18.BÖLÜM

430 62 102
                                        

(Medyadaki Şarkıyı Dinleyerek Okumanızı öneririm...)


EN SON EKİN'DEN...

-Sana olumsuz cevap verdi öyle mi?

Gülümsüyordum, şaşkındım ama mutluydum işte. Kendinizi yerime koyun. Hadi ama kim mutlu olmazdı şu an? Tüm vücudum ona dönmüştü ve ağzım açık kalmıştı.
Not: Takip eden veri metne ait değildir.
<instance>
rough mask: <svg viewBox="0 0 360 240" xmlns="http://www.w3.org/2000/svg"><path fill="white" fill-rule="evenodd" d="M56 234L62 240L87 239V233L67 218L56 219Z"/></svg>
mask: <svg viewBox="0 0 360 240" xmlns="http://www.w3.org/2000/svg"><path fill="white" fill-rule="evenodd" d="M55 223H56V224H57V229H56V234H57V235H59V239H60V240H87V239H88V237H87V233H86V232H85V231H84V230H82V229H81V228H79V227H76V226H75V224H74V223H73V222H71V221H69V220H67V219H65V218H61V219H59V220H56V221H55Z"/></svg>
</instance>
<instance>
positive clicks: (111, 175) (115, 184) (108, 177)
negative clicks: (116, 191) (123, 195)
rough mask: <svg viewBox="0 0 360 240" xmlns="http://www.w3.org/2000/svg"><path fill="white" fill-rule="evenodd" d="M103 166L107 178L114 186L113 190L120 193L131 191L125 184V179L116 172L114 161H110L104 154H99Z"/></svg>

-Tamam seninle konuşmak büyük bir hataydı, dedi kalkmaya çalışırken. Aynı anda ayağa kalktım ve omzundan sertçe tutup çevirdim.

-Memnun oldum Kerem Soylu, ben de Ekin Cantaş.

Havada duran elime baktı bir süre. S onra elimi sıktı ve son sözlerini söylemek üzere geri çekildi:

-Evlendirileceğinizi biliyorum, ona iyi bak olur mu?


ESİLA İLE DEVAM EDİYORUZ...

Balkonda yavaştan üşümeye başlayınca içeriye girdim ve yavaşça kapıyı kapattım. Göz yaşlarımı akıtmamaya çalışıyordum. Ailemde ablamdan başka hiç kimse bir şey bilmiyordu bu konu hakkında. Ben inek bir kızdım öyle pek fazla arkadaşım da yoktu. Sadece okul zamanlarında konuşurduk.  Dertlerini unutmak için test çözüp bitki koklayan bir kızdan ne beklerdiniz ki?

Ha bu arada ders demişken, artık gelmeyeceğini tahmin ediyordum, yani ben olsam gelmezdim değil mi?, yok yok gelmez.. Kesin bilgi yoktu şimdilik. Ama hakkını vereyim baya iyi öğretiyordu, her ne kadar dikkatim ona bakarken dağılsa da. Bu moralle ne kadar başarılı olurum bilmiyorum fakat soru bankalarını içindeki sorulardan önce kendi içimdeki düğümleri çözmeliyim, işte bu kesin!

Gözlerimim önüne bu kadar kısa zamanda yaşadığımız tüm yaşanmışlıklar beliriyordu. Saçları, çenesi, tavrı, kıskançlığı... O yağmurlu gece özellikle.. Ben bunu hak edecek kadar iyi bir kız değildim, evet kesinlikle değildim.. Farkında olmadan iki gözyaşı süzülmüştü yanaklarımdan. Üstümdeki penyenin kollarıyla sildim hemen.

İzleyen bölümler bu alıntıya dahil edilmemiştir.